A typical electric vehicle uses about 23 kg of lithium metal, while a standard hybrid makes use of about 13 kilograms of the same metal. Tesla seems to hold the record for the most lithium-based processes in its manufacture f EV with over 50 kilograms of lithium metal used in every car. Note that an increase in electric car penetration into the market by only 1% tends to increase the demand for lithium by 70,000 tonnes in a year.
The average gasoline-powered vehicles incorporate about 20 kg of copper into its manufacture, and a large amount of this figure goes to the wiring. On the other hand, a hybrid uses twice this amount (40 kg) while an electric vehicle uses around 80 kilograms of copper per car.

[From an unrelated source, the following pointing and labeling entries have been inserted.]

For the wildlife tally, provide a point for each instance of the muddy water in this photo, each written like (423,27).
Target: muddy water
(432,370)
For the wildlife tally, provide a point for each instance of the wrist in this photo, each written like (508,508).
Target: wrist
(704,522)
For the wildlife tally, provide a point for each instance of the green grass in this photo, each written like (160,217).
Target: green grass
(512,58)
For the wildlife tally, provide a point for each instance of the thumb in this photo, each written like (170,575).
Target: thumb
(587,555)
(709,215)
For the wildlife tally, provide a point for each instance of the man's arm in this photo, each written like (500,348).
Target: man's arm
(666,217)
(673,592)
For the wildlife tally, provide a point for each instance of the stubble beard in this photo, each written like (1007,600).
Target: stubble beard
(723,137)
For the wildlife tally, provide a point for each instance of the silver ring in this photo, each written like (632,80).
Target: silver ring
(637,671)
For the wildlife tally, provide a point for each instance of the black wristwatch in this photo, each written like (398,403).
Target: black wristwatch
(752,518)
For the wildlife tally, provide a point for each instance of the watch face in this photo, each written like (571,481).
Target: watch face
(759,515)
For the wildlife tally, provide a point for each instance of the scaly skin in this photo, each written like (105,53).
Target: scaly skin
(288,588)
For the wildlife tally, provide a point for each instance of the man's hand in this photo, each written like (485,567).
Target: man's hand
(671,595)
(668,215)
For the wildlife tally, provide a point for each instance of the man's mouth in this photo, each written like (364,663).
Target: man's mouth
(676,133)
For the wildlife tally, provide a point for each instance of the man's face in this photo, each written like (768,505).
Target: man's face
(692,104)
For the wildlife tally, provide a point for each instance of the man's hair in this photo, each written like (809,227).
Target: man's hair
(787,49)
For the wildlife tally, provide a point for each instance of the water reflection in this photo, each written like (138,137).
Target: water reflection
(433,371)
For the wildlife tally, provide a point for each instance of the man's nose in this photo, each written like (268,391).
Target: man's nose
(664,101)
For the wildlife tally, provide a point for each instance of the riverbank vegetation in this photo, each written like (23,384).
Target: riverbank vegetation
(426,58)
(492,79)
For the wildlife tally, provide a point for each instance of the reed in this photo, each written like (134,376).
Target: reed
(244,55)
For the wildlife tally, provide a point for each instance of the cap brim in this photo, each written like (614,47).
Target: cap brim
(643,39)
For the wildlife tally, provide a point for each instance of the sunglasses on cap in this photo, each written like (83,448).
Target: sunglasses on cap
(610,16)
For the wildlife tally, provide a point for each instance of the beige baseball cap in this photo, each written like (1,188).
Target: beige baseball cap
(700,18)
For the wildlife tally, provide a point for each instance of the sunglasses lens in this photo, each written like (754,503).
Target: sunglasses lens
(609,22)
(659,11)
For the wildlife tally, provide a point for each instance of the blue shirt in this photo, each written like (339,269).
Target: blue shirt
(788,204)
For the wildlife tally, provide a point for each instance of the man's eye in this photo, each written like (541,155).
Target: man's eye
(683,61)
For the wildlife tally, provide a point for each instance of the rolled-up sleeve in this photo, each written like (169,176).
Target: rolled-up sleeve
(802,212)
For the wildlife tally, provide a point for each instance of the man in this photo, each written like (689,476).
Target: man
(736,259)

With the production rates of electric vehicles and demand for the metal, this estimates the need for copper at an outstanding 11,000,000 tonnes for electric vehicles alone.
The entire market for copper-based on all kinds of applications has drawn an astonishing figure of about 36,000,000 tonnes of the metal per year, which signifies extreme demand levels and calls for the production of low-grade copper deposits.
Graphite is an essential element in the design and manufacture of electric vehicle batteries. Tesla’s EV and especially the Model S incorporates about 55 kg of graphite per car, which receives its supply from China. As much as the demand might be high, the metal is adequately available an is even a waste mineral found in VMS base-metal deposits. It can alternatively be found in several other geological areas, thus confirming its abundancy in the market. The only limitation that the metal faces is the low levels of purity and the quality from these various sources.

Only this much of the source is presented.